Class projects draws positive reviews from Braintree leader; student participant says project opened her eyes

Doctor of Occupational Therapy students recently received some flattering feedback from a town councilor after assessing the wayfinding accessibility of the Town Hall in Braintree. It all stemmed from an assignment given by Assistant Professor of Occupational Therapy Kevin Berner. 

“The assignment was to perform accessibility evaluation of a public building in their own community or surrounding community,” said Berner, “but not just Americans with Disabilities Act accessibility but more around how an individual with a disability can access the public services they are entitled to access.”

So, students Tiffany Tsang, Jean Paul Vazquez Rivera and Alison Xi went to work, scouring the town hall building and submitted a 10-page report complete with pictures and overview of how visitors can access this public building. 

“I feel like applying that occupational therapy lens to this really made a difference in terms of how I was looking at things,” said Tsang. “Suddenly, the stairs are interesting to me, even though beforehand it' would just be something I'm not even bothering to look at.”

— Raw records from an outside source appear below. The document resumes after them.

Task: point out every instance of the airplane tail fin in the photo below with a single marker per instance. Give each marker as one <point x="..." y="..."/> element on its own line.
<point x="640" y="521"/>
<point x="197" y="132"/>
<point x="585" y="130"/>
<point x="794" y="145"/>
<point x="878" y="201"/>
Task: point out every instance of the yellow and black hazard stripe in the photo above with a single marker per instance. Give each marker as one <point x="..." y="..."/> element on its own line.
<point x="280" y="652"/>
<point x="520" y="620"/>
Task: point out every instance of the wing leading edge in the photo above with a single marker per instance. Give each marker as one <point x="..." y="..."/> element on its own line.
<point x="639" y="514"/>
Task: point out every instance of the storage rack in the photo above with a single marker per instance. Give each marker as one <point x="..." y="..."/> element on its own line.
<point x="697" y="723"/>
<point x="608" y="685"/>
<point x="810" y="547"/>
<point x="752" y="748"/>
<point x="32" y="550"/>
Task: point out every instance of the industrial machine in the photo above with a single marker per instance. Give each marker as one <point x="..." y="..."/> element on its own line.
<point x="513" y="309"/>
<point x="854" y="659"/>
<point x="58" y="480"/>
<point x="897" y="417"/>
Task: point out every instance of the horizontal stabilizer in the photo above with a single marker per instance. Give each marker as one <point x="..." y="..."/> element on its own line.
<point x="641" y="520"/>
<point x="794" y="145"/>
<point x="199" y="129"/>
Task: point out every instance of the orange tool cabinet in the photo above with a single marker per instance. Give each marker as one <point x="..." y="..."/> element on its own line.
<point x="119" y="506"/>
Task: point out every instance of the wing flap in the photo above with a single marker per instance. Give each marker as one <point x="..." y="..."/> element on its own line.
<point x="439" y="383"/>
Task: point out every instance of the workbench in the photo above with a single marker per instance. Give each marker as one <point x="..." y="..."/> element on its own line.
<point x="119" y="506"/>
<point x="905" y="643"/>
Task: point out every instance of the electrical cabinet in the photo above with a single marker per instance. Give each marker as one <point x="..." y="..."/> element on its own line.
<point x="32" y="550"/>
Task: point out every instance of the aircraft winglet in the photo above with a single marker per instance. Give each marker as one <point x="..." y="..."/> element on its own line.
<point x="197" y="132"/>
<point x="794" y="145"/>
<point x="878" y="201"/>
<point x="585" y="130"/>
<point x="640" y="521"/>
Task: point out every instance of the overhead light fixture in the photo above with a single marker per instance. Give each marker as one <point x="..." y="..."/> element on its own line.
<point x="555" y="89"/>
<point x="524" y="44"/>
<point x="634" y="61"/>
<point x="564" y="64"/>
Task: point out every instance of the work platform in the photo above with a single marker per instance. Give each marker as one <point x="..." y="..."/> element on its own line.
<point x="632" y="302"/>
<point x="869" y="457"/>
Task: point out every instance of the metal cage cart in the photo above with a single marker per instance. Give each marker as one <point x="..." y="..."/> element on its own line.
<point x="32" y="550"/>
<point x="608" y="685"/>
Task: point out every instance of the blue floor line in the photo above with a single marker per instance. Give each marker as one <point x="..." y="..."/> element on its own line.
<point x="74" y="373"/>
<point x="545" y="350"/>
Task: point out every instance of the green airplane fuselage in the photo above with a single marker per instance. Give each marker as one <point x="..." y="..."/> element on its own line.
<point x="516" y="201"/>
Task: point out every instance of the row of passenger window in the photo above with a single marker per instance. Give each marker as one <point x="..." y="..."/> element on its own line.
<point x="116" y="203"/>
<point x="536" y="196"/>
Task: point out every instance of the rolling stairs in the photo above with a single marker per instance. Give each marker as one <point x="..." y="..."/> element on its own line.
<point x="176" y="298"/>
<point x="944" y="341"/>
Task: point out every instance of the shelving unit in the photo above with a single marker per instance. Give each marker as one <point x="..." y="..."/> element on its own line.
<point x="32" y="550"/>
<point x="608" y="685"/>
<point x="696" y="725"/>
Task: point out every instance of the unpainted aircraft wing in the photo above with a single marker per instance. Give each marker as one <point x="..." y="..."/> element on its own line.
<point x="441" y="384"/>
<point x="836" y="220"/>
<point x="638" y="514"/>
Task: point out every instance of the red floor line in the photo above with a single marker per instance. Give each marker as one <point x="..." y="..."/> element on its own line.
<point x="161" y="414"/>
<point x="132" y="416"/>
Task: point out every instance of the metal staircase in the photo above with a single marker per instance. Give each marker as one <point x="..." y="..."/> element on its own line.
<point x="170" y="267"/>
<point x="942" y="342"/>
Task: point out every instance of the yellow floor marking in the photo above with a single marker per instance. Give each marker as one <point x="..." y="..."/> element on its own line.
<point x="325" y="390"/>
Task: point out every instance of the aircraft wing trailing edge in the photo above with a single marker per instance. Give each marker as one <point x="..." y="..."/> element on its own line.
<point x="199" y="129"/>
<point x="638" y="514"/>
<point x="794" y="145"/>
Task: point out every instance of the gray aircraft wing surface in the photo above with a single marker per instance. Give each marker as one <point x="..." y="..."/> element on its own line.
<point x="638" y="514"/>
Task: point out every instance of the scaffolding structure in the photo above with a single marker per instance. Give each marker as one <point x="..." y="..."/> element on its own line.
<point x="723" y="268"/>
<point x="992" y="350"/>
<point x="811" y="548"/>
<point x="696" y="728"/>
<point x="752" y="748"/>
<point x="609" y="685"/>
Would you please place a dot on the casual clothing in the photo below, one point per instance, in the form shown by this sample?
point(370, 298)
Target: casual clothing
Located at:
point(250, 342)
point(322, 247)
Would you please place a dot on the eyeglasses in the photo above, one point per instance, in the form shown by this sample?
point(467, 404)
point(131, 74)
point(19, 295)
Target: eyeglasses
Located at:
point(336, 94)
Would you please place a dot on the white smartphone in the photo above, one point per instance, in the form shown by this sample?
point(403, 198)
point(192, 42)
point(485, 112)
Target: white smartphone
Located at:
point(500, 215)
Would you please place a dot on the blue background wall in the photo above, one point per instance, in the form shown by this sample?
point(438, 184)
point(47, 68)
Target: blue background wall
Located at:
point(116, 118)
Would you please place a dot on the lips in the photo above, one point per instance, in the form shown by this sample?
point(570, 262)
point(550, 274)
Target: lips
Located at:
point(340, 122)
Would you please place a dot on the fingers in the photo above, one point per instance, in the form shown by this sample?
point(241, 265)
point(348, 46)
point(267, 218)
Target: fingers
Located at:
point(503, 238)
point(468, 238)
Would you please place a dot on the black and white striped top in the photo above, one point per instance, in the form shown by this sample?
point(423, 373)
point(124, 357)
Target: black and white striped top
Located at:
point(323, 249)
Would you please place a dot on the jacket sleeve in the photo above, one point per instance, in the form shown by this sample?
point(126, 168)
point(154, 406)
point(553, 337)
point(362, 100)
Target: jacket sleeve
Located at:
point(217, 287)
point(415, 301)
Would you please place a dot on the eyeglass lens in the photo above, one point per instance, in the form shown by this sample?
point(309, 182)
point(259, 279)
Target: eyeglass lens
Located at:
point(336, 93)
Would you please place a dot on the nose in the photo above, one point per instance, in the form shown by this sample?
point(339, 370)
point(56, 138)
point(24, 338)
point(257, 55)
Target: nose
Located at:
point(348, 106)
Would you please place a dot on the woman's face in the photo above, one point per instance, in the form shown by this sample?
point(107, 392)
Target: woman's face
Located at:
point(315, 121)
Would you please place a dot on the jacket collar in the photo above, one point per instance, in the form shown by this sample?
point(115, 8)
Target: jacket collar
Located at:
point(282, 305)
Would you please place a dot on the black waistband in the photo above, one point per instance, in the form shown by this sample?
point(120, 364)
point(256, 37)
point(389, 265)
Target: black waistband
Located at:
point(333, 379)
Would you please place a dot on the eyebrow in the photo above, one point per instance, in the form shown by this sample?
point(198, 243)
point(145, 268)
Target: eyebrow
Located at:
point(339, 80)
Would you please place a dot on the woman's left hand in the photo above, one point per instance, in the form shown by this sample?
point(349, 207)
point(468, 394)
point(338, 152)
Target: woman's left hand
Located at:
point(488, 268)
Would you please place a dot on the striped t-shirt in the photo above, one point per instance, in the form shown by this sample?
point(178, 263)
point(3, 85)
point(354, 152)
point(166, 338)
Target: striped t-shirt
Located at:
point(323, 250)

Among the building’s strengths, the students noted a digital, interactive directory that could be moved up and down for individuals in a wheelchair. When it came to limitations, the report cited a lack of “signage directing people with disabilities to accessible parking spaces nor signs indicating where each ramp leads to within the Town Hall.” The pavement around accessible parking spots is poor and limits access to people with disabilities, the auditorium doesn’t have a ramp and isn’t accessible for those with disabilities, and there are no signs with accessibility features for non-English speakers, and those with cognitive impairments or visual deficits. 

The student recommended better signage, smoother pavement, clearer markings on the accessible parking spots, repairs to the ramp connecting the parking lot to Town Hall, a ramp for the auditorium stage, an audio component to the directory for those with visual limitations, and better signage. 

“More clear signage (tactile map, braille, raised characters, or those for non-English speakers) is necessary for individuals with visual or cognitive impairments and non-English speakers to navigate the building and reduce confusion,” the students wrote. “By incorporating these recommendations, several features will become more accessible and can improve the environment for visitors with disabilities.” 

“Personally, as an able-bodied person some things like this don't necessarily affect me but there are plenty of people in the community who may not be able to access the building, or even just other buildings in general that are of similar like age and design, because of these limitations,” said Tsang. “So, I think it's really important to just consider these things and be mindful of how other people are able to use these spaces that are meant to be for the community, for the public.

The work drew the attention of Braintree Town Councilor Elizabeth Maglio, who commended the students’ effort: “I want to take a moment to express my gratitude for the analysis you provided,” she wrote. “I find your recommendations to be immensely helpful…. On a positive note, some repairs have been made to the parking lot, and there are now better visual cues for handicapped parking spots. However, as your report points out, we still have a long way to go.” 

Maglio said she would be sharing the document with the Braintree Commission on Disabilities and invited the students to join the commission.

“I thought the students did a very well-rounded comprehensive overview of this essential public building in Braintree’s town center,” noted Berner. “It was great were able to share with the town councilor, who appreciated the analysis performed by the students.”